たとえばバーの中で奏でられるフィドル,あるいはマーチングバンドの服装や音,そこかしこにアイリッシュ風味がかいま見られる訳ですが,ノートルダム大学はアイリッシュ系カソリックの学校です.試合前のロッカールームで神父と行われる祈りの儀式にもその辺をうかがうことはできる.「アメリカは移民の国」とよく言われますが,この映画の世界も一つのアメリカの姿,ということでしょう.
主人公の動機付け,特に「なぜノートルダムでなくてはならなかったのか?」については,父が息子を送り出すシーンにヒントがあったと思うのです.ルディにとっての祖父は移民であって,アメリカで成功者になるのだがひょんなことで失敗してしまう.それを見て育った父はひたすら生活の安定を求めてきた,と語る訳ですが,そもそもはその父が,「他(地元のインディアナ大学)の試合は見ない」と言ってチャンネルを変えさせるほどのノートルダム大学のファンだったわけですよね.安定指向の父も実は移民としての矜持を密かに持っていて,それを投影させているのがノートルダム大学のフットボール部ではなかったか,と思うのです.つまり父も戦うアイリッシュ"Fighting Irish"(それはそのままノートルダム大学のチーム名でもある)であって,それを間近に見て育ったルディにとって,ノートルダム大学以外はありえなかった,と.家族みんなでスタジアムに集うシーンは,この一家三代に渡るFighting Irish魂が結実した瞬間であったのかもしれません.
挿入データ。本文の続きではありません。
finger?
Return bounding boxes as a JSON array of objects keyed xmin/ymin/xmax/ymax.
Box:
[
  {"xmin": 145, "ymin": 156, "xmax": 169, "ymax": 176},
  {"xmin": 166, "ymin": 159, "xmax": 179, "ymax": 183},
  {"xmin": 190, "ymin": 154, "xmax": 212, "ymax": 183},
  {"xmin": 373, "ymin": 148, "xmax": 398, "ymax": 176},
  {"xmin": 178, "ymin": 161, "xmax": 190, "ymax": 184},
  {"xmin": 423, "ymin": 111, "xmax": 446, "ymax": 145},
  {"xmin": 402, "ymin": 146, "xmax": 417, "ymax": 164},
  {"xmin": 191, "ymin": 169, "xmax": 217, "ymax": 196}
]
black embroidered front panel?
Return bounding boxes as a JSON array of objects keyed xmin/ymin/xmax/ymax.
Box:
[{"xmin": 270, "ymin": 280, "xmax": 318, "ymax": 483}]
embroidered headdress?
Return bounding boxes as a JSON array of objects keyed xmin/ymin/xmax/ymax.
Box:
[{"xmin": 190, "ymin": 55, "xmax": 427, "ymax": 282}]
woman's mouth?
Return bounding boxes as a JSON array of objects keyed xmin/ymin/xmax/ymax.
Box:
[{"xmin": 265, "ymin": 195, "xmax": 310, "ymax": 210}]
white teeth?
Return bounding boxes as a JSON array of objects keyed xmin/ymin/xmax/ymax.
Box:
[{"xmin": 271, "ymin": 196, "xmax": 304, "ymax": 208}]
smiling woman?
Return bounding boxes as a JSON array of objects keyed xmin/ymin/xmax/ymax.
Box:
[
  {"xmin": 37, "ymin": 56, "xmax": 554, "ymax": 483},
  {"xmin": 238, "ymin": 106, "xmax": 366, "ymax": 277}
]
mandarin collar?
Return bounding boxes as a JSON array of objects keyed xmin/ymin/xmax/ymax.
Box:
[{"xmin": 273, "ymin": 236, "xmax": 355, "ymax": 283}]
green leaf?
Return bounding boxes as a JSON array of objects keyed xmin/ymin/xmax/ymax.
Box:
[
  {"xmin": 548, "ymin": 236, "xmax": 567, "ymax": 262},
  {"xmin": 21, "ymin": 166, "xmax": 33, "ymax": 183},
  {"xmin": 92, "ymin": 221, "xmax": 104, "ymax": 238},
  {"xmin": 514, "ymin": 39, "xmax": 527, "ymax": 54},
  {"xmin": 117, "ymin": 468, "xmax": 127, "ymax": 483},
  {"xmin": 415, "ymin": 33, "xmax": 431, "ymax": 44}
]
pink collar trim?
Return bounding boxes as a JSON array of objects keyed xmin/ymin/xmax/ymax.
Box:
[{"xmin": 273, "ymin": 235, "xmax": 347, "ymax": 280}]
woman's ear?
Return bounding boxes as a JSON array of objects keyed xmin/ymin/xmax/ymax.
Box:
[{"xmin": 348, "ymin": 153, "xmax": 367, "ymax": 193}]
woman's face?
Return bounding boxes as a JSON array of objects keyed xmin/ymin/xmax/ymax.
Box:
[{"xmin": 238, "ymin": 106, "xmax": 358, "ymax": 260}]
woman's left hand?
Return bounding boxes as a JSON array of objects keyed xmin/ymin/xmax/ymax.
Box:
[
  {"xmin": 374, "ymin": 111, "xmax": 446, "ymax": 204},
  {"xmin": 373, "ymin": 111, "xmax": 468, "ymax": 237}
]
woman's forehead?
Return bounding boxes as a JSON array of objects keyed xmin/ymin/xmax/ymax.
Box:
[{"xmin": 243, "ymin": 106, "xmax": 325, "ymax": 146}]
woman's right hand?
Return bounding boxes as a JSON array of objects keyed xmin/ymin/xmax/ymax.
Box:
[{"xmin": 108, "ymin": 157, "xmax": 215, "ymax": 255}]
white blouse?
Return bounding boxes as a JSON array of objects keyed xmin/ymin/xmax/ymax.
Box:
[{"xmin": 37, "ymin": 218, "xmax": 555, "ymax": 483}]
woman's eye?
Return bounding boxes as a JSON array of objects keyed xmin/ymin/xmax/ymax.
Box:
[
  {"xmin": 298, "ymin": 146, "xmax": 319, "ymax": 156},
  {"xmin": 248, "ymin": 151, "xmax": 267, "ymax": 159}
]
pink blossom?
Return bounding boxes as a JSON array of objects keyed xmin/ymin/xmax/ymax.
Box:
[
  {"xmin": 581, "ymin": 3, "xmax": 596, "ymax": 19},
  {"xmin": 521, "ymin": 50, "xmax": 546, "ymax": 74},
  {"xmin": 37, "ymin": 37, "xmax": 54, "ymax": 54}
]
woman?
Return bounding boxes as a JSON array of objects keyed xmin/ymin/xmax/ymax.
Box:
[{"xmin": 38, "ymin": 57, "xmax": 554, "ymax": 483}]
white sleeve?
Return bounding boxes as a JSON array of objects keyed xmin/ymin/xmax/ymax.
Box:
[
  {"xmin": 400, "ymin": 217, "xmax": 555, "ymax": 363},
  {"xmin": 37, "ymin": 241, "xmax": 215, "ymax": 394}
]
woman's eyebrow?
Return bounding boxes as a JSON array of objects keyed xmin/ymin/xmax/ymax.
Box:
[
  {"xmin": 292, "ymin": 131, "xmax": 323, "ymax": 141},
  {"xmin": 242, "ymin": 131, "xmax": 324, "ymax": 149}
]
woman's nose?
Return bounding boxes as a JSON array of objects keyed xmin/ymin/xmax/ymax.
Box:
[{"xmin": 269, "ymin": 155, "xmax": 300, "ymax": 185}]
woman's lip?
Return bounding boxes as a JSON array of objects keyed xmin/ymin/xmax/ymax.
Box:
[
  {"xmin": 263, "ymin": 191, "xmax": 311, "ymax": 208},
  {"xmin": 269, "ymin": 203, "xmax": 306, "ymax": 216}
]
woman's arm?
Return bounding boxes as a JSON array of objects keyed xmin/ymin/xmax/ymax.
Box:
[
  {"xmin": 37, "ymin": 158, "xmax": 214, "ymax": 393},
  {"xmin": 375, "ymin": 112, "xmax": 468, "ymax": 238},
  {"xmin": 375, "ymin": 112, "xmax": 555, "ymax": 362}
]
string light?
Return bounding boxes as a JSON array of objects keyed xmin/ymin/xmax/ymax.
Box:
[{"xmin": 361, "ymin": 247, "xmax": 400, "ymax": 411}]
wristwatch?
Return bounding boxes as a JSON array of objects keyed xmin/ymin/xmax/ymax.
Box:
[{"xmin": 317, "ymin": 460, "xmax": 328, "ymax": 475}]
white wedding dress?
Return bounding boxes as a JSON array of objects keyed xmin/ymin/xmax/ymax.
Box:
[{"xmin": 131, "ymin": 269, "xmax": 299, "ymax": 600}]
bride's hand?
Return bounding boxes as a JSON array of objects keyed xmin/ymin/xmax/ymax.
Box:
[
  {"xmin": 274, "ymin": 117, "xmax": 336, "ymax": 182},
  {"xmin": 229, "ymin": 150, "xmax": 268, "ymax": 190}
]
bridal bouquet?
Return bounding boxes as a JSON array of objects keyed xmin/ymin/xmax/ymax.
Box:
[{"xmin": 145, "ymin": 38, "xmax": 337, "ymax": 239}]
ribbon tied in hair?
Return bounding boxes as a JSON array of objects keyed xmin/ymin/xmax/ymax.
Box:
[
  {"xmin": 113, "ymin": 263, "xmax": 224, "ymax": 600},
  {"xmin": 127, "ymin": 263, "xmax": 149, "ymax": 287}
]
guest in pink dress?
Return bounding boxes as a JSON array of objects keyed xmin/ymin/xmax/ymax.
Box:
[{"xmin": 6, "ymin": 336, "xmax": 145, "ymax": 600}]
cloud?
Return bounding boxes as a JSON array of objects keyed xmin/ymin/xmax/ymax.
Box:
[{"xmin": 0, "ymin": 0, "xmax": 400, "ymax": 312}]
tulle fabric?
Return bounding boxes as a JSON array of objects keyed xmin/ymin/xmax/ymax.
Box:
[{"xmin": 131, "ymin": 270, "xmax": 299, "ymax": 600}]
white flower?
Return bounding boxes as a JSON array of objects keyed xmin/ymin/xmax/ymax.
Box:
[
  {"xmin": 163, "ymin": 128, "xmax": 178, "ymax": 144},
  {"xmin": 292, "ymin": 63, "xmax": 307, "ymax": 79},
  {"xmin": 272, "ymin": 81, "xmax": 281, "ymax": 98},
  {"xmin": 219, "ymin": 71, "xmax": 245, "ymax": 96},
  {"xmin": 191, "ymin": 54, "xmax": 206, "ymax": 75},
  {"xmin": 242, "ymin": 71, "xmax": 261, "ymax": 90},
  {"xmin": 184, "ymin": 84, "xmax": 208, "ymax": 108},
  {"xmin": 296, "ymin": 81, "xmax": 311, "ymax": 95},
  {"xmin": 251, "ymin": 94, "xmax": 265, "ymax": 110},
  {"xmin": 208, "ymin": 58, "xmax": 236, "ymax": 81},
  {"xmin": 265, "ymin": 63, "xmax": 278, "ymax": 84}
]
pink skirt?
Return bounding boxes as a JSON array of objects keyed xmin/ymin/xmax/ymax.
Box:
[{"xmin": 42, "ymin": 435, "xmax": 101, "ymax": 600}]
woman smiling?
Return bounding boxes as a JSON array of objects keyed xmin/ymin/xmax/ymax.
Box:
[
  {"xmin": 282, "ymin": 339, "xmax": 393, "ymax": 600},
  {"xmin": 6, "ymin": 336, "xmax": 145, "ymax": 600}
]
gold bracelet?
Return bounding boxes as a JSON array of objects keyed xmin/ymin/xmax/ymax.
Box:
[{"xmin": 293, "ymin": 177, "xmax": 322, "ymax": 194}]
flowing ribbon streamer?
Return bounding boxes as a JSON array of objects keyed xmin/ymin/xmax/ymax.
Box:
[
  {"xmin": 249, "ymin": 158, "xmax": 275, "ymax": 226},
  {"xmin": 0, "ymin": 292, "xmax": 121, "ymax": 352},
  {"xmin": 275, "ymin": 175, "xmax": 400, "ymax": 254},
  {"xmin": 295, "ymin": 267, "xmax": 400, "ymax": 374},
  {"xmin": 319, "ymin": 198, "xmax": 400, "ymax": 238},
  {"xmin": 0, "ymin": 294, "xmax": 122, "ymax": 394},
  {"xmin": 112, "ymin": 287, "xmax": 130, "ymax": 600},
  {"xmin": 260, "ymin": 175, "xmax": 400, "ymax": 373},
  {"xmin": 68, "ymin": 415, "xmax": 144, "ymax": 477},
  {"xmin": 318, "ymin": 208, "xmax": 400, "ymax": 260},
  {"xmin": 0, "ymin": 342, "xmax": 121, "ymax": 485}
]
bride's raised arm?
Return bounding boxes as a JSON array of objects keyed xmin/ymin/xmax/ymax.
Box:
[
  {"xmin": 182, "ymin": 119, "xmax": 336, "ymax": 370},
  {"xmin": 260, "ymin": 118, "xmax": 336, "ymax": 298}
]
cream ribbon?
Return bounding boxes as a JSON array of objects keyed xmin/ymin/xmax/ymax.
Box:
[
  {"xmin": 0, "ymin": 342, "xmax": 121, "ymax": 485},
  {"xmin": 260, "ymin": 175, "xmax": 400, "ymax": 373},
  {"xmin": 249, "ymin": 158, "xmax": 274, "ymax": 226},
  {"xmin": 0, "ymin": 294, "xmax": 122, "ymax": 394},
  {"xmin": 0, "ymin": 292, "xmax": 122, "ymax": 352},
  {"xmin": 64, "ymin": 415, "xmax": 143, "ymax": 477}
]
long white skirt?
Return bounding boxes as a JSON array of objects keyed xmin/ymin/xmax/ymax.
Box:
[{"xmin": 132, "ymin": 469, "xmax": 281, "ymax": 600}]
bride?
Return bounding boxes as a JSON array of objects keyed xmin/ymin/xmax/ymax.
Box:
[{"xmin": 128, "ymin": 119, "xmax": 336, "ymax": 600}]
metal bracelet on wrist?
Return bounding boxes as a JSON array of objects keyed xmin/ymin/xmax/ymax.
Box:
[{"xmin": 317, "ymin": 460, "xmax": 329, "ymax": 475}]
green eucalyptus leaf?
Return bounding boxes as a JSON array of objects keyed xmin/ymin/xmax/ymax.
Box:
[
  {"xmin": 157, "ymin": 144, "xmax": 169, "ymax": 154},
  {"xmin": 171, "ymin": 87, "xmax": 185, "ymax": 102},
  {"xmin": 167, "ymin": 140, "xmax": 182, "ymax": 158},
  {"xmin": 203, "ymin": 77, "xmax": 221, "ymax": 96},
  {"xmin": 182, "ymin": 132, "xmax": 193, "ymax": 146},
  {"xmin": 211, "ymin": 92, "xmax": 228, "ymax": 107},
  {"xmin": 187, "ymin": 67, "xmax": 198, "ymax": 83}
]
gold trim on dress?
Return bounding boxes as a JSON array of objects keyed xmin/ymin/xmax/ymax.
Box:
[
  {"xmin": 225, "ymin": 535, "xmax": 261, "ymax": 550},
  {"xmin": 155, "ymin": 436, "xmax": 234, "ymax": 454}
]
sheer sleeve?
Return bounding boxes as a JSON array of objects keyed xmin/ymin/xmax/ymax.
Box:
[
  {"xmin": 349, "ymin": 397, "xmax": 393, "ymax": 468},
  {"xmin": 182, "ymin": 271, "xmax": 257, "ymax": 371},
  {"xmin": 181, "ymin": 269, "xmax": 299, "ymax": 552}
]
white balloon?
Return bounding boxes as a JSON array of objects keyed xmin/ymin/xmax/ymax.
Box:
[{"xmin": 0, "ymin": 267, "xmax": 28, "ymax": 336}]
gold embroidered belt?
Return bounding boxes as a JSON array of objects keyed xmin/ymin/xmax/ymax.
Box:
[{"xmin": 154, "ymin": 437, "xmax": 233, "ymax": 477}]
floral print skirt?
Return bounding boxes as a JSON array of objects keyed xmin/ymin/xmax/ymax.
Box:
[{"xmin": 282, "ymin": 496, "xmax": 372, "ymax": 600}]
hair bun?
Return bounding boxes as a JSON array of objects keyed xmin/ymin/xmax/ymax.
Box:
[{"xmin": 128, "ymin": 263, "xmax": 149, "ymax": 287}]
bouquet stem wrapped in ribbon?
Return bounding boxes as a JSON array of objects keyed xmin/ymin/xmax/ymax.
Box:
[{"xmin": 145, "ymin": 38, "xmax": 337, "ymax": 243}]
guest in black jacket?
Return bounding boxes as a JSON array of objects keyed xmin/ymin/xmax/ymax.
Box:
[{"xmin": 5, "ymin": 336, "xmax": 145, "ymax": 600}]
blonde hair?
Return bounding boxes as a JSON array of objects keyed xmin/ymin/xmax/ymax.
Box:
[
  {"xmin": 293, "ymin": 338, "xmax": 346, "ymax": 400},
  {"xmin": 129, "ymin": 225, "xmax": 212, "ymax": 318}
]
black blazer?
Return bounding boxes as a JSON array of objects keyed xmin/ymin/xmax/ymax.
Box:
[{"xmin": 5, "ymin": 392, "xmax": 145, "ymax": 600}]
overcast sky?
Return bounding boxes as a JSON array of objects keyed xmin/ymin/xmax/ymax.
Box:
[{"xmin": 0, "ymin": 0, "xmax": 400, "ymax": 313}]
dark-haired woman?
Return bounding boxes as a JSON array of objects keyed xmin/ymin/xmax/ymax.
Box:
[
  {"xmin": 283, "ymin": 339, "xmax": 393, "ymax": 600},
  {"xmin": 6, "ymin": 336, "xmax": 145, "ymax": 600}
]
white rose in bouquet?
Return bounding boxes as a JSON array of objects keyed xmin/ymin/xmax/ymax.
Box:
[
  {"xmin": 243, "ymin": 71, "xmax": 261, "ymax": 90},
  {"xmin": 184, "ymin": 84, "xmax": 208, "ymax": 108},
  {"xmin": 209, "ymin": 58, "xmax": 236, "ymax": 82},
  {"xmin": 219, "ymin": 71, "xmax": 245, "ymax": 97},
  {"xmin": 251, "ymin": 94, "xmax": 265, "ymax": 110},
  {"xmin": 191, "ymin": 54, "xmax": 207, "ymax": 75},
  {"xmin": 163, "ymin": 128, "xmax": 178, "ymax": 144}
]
映画本編は,皆さんがいろいろおっしゃっているように,夢を持って努力し続けることの大切さ,をこの上ない形で描いております.個人的には,フィールドの管理係のおじさんがストーリーに実に効いていると思いました.スカウトチームの役割にくさる主人公をかつての自分になぞらえて諭すシーンが布石としてあって,試合前のトンネルで主人公を見送るシーン,この辺りでだいぶ来ていたのですが,主人公がQBサックを決めた後のカット,これで筆者はとどめをさされました.その他,フットボールファンとしては,フィルムスタディ(試合前の対戦相手の分析をこう呼ぶ)ってほんとにフィルム回してたんだな,とか,練習風景を俯瞰で撮ったりするんだな,とか,そういう点も興味深かった.あと,日本語字幕ではフォローしきれなかったみたいですが,ルディを入部させてくれたコーチParseghianがいなくなって,代わりにやってきたコーチDevine,この人はGreen Bay Packersからやってきた,というセリフがあります.Green Bay Packersというのはプロの,NFLの球団です.日本の野球界だといろいろ規程があって,プロ経験者がアマチュアを指導するのはいろいろ難しい(この辺りの事情はNHKの名作土曜ドラマ
NHK フルスイング DVD-BOXの一つの伏線になっている)のですが,アメリカではコーチも普通にカレッジとNFLを行き来する訳ですね.この辺りもアメリカのスポーツ界の一つの姿,と言えるでしょうか.
後にNFLで殿堂入りすることになる名QB Joe Montanaも在学中(映画には登場しませんけど)の時代,実話に「基づく」(さすがに映画ならではの脚色はいろいろあるようですね)感動の名作です.